The Principalities of Wallachia and Moldavia have a continuous institutional history back to the 14th Century, which means that this table simply continues the table begun on the Rome and Romania page. Turkish rule, however, led to the practice of the appointment of Greek tax farmers, the Phanariots (from the Phanar section of Istanbul), as Princes. Their job was simply to get as much money out of the land as possible, both for the Sublime Porte (the Ottoman government) and for themselves (the reason to be a tax farmer). This was not good, or popular, for the Principalities, but not much could be done about it until Russian power began to be felt in the region. The Russian wars against Turkey in the 19th Century led several times to the occupation of Wallachia and Moldavia. After the Crimean War (18453-1856) and, for a change, Austrian occupation (1854-1857), and a bad experience with a local candidate for rule of the unified country, a European prince, as in Greece and Bulgaria, was brought in, Karl of Hohenzollern. The Congress of Berlin recognized Karl (Carol) and Romanian independence (1878). With the Allies in World War I, winning Transylvania from Hungary and Moldova from Russia -- Romania was the biggest long term winner of the War in the Balkans -- Romania, after much internal strife, switched to the Axis in World War II, losing Moldova to the Soviet Union (seized in 1940, actually, before Romania was a belligerent) and part of Dobruja to Bulgaria. While Moldova is now independent, I have not noticed any discussion of reunion with Romania.

Rejecting the Cyrllic alphabet and the Turkish influenced "Rumania" (or "Roumania") for the Latin alphabet and the pure Latin România, Romania can now claim that name as its own, with few remembering that it was the proper name of the Roman (and the "Byzantine") Empire. In the Middle Ages, "Romania" tended to refer to the contemporaneous extent of the Empire, i.e. Anatolia and the Balkans ("Asia and Europa" or "Rûm and Rumelia"). The modern state might be said to be "Lesser Romania" in contrast to that "Greater Romania"; but this might be considered insulting by Romanians and so is not likely to catch on.

The mysterious history of Romance speakers in the Balkans, the Romanians and Vlachs, whose existence is not noticed until the 12th Century and whose language is not attested until the 16th, is treated separated in "The Vlach Connection and Further Reflections on Roman History." This is a story now charged with the nationalism both of Romania and neighbors like Hungary.

The marriages of the Romanian Royal Family quickly connected it to major European, especially British and Greek, royalty.
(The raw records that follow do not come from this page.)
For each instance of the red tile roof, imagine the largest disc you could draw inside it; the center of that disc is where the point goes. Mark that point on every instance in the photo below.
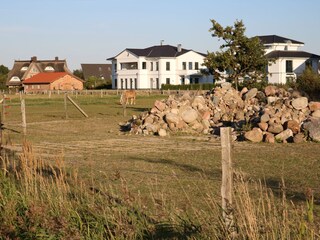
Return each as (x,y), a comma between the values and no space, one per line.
(45,77)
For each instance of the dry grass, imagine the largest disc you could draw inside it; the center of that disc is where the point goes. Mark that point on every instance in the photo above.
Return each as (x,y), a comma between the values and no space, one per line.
(165,187)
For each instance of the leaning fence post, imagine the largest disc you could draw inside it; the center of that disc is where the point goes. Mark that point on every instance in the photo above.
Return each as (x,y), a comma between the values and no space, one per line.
(3,108)
(23,115)
(227,176)
(65,105)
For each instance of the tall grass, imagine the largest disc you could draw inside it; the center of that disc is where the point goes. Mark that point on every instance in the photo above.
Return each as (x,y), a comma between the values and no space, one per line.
(39,200)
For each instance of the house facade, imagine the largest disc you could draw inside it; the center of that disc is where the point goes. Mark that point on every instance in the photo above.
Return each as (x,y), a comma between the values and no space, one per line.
(151,67)
(290,61)
(45,81)
(24,69)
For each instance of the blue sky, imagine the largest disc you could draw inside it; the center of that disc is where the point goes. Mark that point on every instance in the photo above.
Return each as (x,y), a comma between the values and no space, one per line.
(90,31)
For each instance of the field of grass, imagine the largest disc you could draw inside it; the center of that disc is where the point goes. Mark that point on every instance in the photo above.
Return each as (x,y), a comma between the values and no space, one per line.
(175,179)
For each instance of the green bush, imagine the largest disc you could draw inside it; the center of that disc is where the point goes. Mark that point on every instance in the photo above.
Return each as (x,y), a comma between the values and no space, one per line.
(309,82)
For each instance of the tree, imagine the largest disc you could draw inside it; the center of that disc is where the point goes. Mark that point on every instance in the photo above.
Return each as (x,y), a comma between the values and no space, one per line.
(239,57)
(78,73)
(3,76)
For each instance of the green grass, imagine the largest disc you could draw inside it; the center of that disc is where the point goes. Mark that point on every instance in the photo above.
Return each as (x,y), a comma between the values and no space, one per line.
(173,180)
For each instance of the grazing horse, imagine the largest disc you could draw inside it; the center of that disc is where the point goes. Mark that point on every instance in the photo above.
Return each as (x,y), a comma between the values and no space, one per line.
(126,95)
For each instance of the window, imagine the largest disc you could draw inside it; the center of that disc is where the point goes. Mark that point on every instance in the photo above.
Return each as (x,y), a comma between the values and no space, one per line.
(168,66)
(184,66)
(309,63)
(151,83)
(289,68)
(49,69)
(144,65)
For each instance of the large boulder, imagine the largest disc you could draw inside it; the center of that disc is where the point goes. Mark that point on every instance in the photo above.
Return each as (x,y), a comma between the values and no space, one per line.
(160,105)
(172,118)
(250,94)
(270,90)
(300,103)
(293,125)
(285,135)
(189,115)
(313,106)
(254,135)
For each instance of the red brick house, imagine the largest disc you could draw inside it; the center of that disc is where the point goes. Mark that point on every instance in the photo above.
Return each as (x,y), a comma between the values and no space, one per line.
(24,69)
(46,81)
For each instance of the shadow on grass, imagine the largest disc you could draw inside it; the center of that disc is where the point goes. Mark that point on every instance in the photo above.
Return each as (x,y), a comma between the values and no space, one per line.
(181,166)
(185,230)
(278,190)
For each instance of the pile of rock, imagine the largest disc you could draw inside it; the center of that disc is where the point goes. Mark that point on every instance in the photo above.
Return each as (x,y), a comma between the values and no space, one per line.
(270,115)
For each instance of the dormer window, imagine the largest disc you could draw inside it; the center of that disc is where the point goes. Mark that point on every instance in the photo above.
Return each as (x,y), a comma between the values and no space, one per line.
(14,79)
(49,69)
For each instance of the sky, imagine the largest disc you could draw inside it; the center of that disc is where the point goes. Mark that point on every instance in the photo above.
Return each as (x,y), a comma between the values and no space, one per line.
(90,31)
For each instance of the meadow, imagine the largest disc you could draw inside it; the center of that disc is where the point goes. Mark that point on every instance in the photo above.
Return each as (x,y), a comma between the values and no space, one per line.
(89,180)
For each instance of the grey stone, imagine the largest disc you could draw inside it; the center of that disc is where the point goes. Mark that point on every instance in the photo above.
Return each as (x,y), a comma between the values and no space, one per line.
(300,103)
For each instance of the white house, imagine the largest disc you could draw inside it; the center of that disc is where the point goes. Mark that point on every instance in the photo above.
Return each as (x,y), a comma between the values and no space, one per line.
(289,60)
(148,68)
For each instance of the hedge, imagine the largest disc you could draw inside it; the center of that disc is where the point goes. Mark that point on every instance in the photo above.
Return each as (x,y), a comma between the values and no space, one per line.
(197,86)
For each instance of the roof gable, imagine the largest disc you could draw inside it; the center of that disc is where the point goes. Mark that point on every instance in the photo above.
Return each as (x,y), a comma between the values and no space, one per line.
(96,70)
(158,51)
(19,68)
(45,77)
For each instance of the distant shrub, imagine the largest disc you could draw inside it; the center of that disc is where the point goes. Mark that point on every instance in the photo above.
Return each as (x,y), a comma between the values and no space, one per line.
(309,82)
(196,86)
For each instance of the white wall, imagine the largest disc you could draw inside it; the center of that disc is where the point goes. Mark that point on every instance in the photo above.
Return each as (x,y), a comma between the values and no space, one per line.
(277,71)
(147,79)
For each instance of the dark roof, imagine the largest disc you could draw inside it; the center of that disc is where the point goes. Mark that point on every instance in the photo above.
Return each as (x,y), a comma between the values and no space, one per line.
(56,64)
(96,70)
(269,39)
(159,51)
(295,54)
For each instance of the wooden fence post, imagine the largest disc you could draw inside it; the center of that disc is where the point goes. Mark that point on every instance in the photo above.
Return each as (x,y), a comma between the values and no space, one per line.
(124,105)
(65,105)
(3,108)
(227,176)
(23,113)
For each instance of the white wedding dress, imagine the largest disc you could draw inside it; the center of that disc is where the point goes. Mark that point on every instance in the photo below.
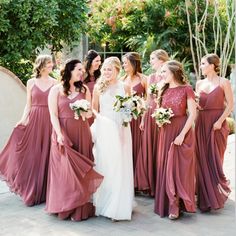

Thus King Ferdinand was the grandson of a first cousin of Queen Victoria and Prince Albert (Ferdinand of Portugal, the brother of Augustus, Prince of Coburg, who was the father of Ferdinand of Bulgaria), and he married one of their own granddaughters, Marie of Saxe-Coburg-Gotha. King Carol II then married Helen of Greece, who was a great-granddaughter of Queen Victoria, through her mother Sophia, the sister of Kaiser Wilhlem II of Germany. All these connections, of course, profited the monarchy little in the conflicts of fascism and communism that had the country under one form of dictatorship or another from 1940 to 1989.

Mediaeval România

The two maps above show the situation before and after the Russo-Turkish War of 1877-1878. Note that by then Britain had ceded the Ionians Islands to Greece (1864). In 1875 rebellions started in Bosnia and then Bulgaria. The brutality with which these were suppressed aroused European opinion, and after some delay Russia declared war. With some hard fighting, the Russians ended up capturing Adrianople and arriving at the outskirts of Constantinople. The Treaty of San Stephano which ended the war mostly freed the Balkans, but the Great Powers didn't like it. The Congress of Berlin rolled things back a bit. Serbia, România, and Montenegro all became independent, with increases in territory, but Bulgaria was divided and merely allowed autonomy. Bosnia, Herzegovina, and Novipazar were made protectorates of Austria. The map looked much the same for many years, with Bulgaria annexing East Rumelia in 1885.